A popular choice in heat networks are combined heat and power (CHP) plants. A CHP unit will run continuously to meet the base load heating requirements. In the winter, these will be higher than in the summer. Modular boilers provide an efficient solution to cover or top up the base load to effectively meet peak demands.
Every boiler module can be a separate boiler installed alongside another in a horizontal arrangement, or as a vertical stack. This means a flexible arrangement is possible even in city centre plant rooms, where space can often be an issue.
The operational range of a boiler is defined as the ratio of maximum to minimum capacity, also known as the turndown ratio. A combined high turndown ratio offers a very efficient approach to commercial heating. This can be achieved if, instead of one large, high water content boiler running at less efficient conditions to support CHP, multiple boiler modules are used.
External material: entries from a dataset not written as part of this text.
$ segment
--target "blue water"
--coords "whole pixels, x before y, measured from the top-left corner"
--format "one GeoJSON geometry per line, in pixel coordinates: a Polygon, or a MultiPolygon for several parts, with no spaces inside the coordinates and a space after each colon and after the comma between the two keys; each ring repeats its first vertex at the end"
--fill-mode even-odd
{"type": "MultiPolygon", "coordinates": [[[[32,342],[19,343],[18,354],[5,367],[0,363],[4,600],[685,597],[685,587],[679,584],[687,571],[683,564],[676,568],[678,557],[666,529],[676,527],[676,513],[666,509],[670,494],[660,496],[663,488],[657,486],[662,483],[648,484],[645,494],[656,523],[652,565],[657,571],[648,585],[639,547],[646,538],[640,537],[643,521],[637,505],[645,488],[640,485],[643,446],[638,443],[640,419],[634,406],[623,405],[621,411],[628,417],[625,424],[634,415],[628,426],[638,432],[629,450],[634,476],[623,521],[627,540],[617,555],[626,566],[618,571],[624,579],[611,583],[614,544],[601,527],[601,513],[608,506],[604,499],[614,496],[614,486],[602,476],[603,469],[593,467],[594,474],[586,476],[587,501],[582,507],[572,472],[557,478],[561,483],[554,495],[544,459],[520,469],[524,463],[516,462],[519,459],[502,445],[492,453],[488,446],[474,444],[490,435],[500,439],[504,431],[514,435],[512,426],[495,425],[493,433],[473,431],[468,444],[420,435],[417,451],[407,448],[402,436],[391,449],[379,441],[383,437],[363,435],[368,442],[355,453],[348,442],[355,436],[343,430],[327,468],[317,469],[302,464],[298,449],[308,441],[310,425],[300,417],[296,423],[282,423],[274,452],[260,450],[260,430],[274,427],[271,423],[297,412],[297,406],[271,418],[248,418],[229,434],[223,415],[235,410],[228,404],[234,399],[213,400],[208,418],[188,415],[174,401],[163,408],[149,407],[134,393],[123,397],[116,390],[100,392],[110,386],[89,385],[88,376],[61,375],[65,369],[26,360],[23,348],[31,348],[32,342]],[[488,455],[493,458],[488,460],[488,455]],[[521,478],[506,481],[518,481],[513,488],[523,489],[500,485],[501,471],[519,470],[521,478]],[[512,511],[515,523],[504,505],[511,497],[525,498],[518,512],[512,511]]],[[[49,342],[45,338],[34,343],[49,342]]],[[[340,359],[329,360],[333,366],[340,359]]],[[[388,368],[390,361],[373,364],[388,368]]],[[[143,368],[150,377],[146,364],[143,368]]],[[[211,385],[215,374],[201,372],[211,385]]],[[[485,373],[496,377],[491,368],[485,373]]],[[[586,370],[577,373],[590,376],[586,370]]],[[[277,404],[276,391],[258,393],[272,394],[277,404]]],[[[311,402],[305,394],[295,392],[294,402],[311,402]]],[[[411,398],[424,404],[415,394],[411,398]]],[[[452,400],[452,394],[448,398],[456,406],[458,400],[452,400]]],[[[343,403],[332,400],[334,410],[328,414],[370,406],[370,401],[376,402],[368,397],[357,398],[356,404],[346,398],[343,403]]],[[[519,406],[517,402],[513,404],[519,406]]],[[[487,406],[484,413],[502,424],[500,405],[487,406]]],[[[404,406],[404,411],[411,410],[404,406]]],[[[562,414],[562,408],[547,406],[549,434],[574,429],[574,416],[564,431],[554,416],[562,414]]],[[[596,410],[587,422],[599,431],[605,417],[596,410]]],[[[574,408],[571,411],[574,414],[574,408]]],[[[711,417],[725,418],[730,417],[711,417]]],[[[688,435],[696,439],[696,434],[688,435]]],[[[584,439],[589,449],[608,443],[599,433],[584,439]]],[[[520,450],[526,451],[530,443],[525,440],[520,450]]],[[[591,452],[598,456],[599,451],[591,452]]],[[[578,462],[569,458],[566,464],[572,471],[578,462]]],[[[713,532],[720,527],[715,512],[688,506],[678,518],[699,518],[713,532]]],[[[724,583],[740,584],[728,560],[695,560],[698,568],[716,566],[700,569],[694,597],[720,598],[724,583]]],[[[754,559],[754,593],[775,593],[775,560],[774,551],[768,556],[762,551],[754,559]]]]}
Benefiting from a low water content and quick heat up times, each module operates at efficient load conditions, yielding energy and carbon savings. And if one boiler breaks down or is serviced, the other boilers can cover the heat demand, so a continuous supply is ensured. Thanks to automatic control, they also gain from even usage across all modules, reducing wear and tear, extending the life of the boilers.
‘CIBSE Guidance AM12 – Combined Heat and Power for Buildings’ recommends a minimum 30°C differential temperature (delta T) for efficient district heating network design. This allows designers to keep flow rates and pipe sizes small, and to maintain a low return temperature even at low load conditions for more efficient plant operation.
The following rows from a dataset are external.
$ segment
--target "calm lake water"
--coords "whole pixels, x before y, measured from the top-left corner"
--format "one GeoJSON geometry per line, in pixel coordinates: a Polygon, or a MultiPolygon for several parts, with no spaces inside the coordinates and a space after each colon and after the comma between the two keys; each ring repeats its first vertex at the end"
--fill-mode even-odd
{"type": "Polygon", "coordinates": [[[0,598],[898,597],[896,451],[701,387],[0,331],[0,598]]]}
Decreased flow rates result in lower noise in the system, favourable for residential dwellings. Originally, wide differential temperatures were only possible with large, high water content single boilers. Over time, boiler development has advanced, so that some modern modular boilers can achieve differential temperatures of up to 40°C. This means maximised condensing operation with concomitant savings in energy and costs, in a product that is compact enough to fit through a single doorway.
Heat networks supply heat to a large area. This means they are affected by considerable heat losses due to the length of pipework used to transport heat to dwellings. To compensate for those, a boiler used in a district heating network should ideally provide a high operating temperature, e.g. 90oC. For better condensing performance, higher temperature systems will then need a low return temperature which is achievable by wide temperature differentials (recommended as best practice by ‘CIBSE/ADE CP1 Heat Networks: Code of Practice for the UK’). A system could then run at 90°C with a return temperature of 50°C to condense most efficiently, given the modular boiler’s maximum operating temperature is 90°C with a delta T of 40°C.
A flexible option
Because heat networks require a long planning phase, requirements can change over time. A concern is often access to the plant room. A large single boiler can cause headaches at the installation stage if space is tight.
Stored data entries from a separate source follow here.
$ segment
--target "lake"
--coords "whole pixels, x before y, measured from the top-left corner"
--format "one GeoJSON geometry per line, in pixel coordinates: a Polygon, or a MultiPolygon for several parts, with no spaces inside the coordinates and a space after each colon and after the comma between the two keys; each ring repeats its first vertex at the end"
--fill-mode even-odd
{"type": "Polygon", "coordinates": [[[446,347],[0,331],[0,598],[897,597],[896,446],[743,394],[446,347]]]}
Modular boilers, are compact and can even be taken apart in separate modules if needed. The comparably light weight makes them easy to transport. Flexibility is also a plus, as a phased approach to purchase and installation is possible.
All equipment does not need to be purchased and installed right away, but can be split over budget years to ease the financial burden. An expansion of the system can easily be carried out at a later point.
Another possibility is to fit everything at the start but only use the boilers that are needed. As more residents move into dwellings and energy demand increases, the boilers can be switched on incrementally, helping to control costs and energy use.
Modular boilers are an excellent choice for heat networks due to their ability to operate at more efficient lower/minimum load conditions.
A high operating temperature compensates for heat losses around the network. Combined with a low return temperature and wide differential temperatures, they meet the recommendations as set out by CIBSE best practice advice for heat network design. Low CO2 and NOx emissions help to achieve long-term carbon saving targets and to battle air pollution.
Lastly, modular boilers offer the flexibility needed in the long term. Multiple installation options, easy transport and the potential to extend the installation at a later point, facilitate projects that are planned to last.
Stuart Turner is national sales manager at Hamworthy Heating